Erdoğan, Tunus'ta da yeni hükümetin halkın talepleri doğrultusunda demokratik reformları hayata geçireceğini, en geniş siyasi katılım ve temsil sağlayacağını, etkili bir kalkınma planını hayata geçireceğini ümit ettiklerini, Türkiye'nin bu kritik süreçte Tunus ve Tunus halkının yanında olacağını bildirdi.
MISIR'DA ANINDA YANKI BULDU
Göstericiler, yaptıkları açıklamalarda, ABD'den ve İngiltere'den de Başbakan Erdoğan'ınki gibi, halkı ön plana çıkaran açıklamalar beklediklerini söyledi.
Muhalif Veft Partisi üyesi olduğunu söyleyen Hüseyin Muhammed Emara, "Erdoğan'ın açıklamasını televizyonda gördük.
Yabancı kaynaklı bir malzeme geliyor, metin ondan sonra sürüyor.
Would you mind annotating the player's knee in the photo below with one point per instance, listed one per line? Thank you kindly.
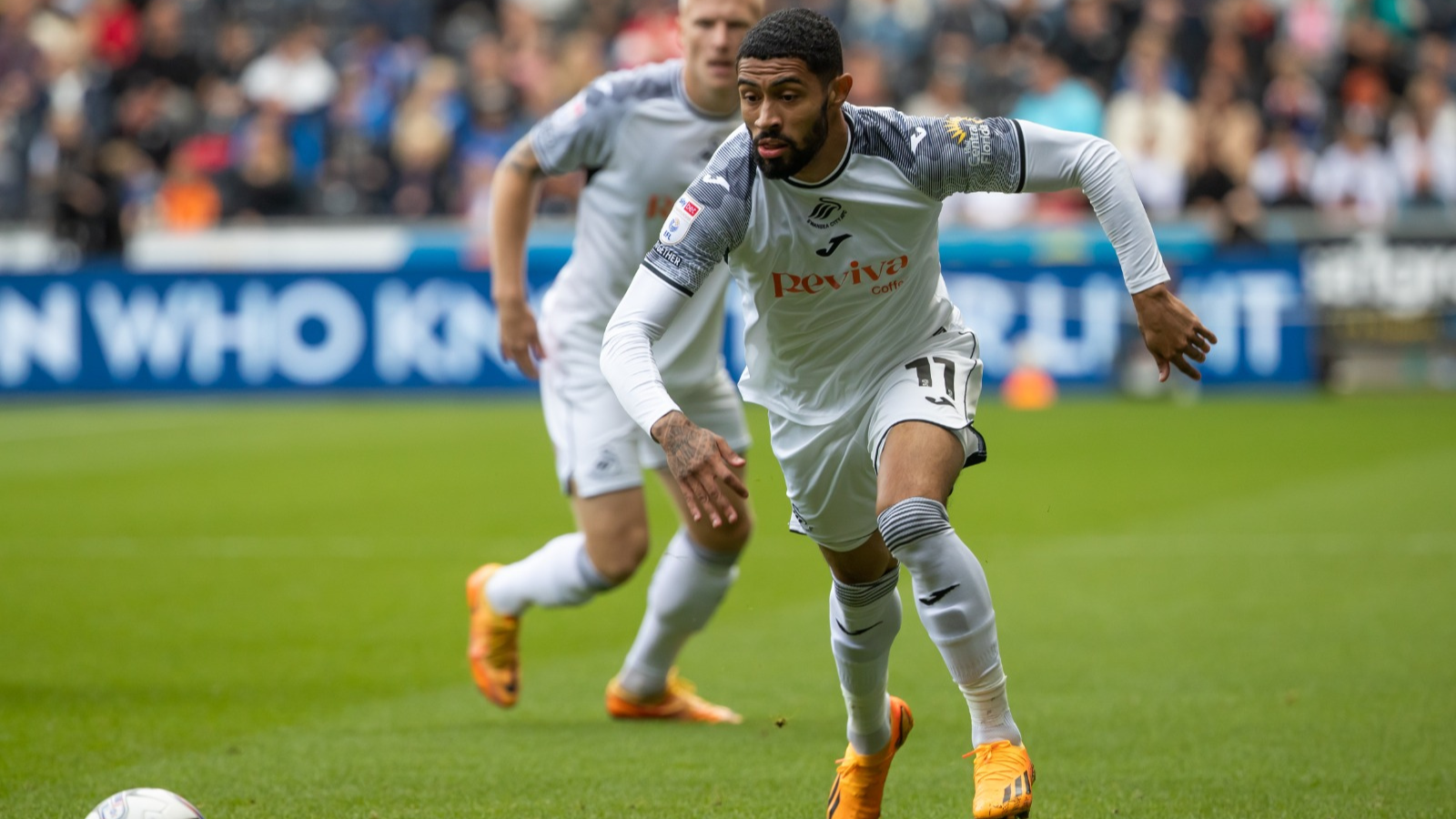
(619, 551)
Bize moral verdi. Başından beri ABD ve İsrail hükümetten yana tavır takınırken, Türkiye hem tarafsız hem de insani durumu ön plana çıkaran ve bizleri düşünen bir açıklama yaptı. Eğer Mısır hükümeti, bizim isteklerimizi dinlerse ülke istikrara kavuşur. Biz şiddeti sevmiyoruz" dedi.
TAHRİR MEYDANI'NDA ERDOĞAN SLOGANI
Bazı göstericiler Başbakan Erdoğan lehine sloganlar atarak, "İsrail Başbakanı Binyamin Netanyahu'nun bugün Mısır hükümetiyle ilgili açıklamasından sonra Erdoğan'ın açıklaması, hem bizi mutlu etti hem de bir lidere yakışır şekildeydi" dediler.
EL CEZİRE KANALI KONUŞMAYI CANLI YAYINLIYOR
Erdoğan'ın Mısır'daki gelişmeleri de değerlendirdiği ve Devlet Başkanı Hüsnü Mübarek'e reform çağrısında bulunduğu konuşma, başından itibaren Arapça simültane çeviri ile ekrana taşındı.